É claro que Dilma não rasga dinheiro nem atira pedra na lua. Ao comprar essa briga, ela faz seus cálculos. No início de seu governo, o PMDB experimentava uma unidade que nunca tivera antes. O partido ainda se mostra bastante coeso nas votações, mas a verdade é que já não tem mais essa unidade interna toda. O grupo que Dilma atacou no Senado – Sarney, Renan e cia. – vem sendo contestado. O mesmo acontece com o grupo de Henrique Eduardo Alves (PMDB-RN), líder do partido na Câmara. Dilma apostou nessa contestação para tentar se aproximar de outras parcelas do partido.

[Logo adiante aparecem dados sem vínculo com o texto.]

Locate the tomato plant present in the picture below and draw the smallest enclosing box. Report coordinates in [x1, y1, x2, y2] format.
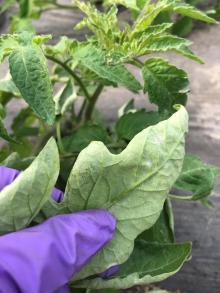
[0, 0, 218, 292]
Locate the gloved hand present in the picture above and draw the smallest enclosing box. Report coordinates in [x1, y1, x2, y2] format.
[0, 167, 116, 293]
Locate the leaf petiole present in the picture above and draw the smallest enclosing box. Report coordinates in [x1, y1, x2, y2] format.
[46, 55, 91, 101]
[169, 194, 193, 201]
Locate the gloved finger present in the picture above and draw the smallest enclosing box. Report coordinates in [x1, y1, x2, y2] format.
[0, 166, 64, 202]
[0, 210, 116, 293]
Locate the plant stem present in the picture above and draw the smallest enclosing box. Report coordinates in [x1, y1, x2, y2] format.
[54, 3, 76, 9]
[56, 120, 64, 154]
[169, 194, 192, 201]
[131, 58, 144, 68]
[85, 84, 104, 121]
[46, 55, 91, 101]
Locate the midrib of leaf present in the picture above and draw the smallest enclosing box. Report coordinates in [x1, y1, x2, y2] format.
[84, 125, 184, 209]
[119, 243, 189, 278]
[181, 167, 215, 175]
[83, 152, 104, 210]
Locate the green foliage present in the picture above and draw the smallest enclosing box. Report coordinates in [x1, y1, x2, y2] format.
[175, 155, 219, 203]
[64, 108, 188, 279]
[76, 45, 141, 92]
[9, 38, 55, 124]
[0, 0, 218, 293]
[142, 58, 189, 113]
[115, 110, 168, 140]
[63, 125, 108, 153]
[0, 139, 59, 234]
[73, 240, 191, 289]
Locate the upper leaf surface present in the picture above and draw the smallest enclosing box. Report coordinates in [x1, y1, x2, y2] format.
[63, 125, 108, 153]
[75, 240, 191, 289]
[175, 155, 219, 200]
[142, 58, 189, 112]
[77, 45, 141, 92]
[0, 139, 59, 234]
[64, 107, 188, 279]
[9, 44, 55, 124]
[115, 110, 167, 140]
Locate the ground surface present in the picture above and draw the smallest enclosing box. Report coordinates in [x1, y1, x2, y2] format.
[1, 4, 220, 293]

Ao mesmo tempo, ela tenta construir outras parcerias que diminuam o peso da dependência do PMDB. Deverá acontecer na próxima terça-feira (20) a conversa para a formalização da entrada do PSD no bloco formado pelo PSB, pelo PCdoB e pelo PTB. O governador de Pernambuco, Eduardo Campos, deverá vir a Brasília para bater o martelo. Há uma resistência do PCdoB para a entrada do PSD no bloco. Mas, se o bloco for formado, será a maior bancada da Câmara. Se ficar coesa, pode, junto com o PT, ajudar a neutralizar o peso do PMDB, ainda mais se a divisão interna peemedebista se aprofundar.

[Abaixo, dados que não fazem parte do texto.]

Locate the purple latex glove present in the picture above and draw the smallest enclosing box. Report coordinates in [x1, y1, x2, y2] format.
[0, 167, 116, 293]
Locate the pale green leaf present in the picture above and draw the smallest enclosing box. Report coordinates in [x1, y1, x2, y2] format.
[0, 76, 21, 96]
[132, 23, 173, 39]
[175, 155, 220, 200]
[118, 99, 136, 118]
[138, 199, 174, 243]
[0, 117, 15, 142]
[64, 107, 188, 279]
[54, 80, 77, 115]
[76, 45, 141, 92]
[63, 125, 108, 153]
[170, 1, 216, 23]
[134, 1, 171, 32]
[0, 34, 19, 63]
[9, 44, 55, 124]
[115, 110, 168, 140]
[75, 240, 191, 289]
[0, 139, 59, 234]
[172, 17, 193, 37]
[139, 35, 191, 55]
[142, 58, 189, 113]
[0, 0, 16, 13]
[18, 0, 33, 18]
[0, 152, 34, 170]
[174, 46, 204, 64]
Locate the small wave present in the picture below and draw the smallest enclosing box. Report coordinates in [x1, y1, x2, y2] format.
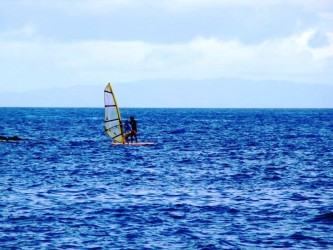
[311, 212, 333, 225]
[170, 129, 186, 135]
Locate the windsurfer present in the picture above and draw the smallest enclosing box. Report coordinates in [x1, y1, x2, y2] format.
[124, 120, 132, 142]
[130, 116, 138, 142]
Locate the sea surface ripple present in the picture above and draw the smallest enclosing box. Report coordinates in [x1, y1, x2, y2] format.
[0, 108, 333, 249]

Pode dar certo? Pode. Mas é um bocado arriscado. O PSB tem mais afinidade ideológica com o PT e o governo, assim como o PCdoB, mas o PSD é um projeto de PMDB. Nesse ponto, pode ser seis por meia dúzia: neutraliza-se uma relação de dependência para começar outra.
O segundo ponto são os adversários eleitos por Dilma. Desde que se iniciaram na política, José Sarney (PMDB-AP), Renan Calheiros (PMDB-AL) e Romero Jucá (PMDB-RR) sempre estiveram bem posicionados junto ao poder. Sarney cometeu a proeza de deixar de ser o presidente do partido que dava sustentação à ditadura militar para, com a morte de Tancredo Neves, virar o presidente do governo que derrubou a ditadura militar. Renan, desde Collor, do qual foi líder, foi figura de proa em todos os governos. E Jucá conseguiu ser líder tanto do governo Fernando Henrique quanto do governo Lula e, até a semana passada, do governo Dilma. Essas são as credenciais dos adversários. Imaginar que eles recuarão, aceitarão passíveis uma posição subalterna ou mesmo menos proeminente na República seria ingenuidade. Os próximos dias serão bem tensos.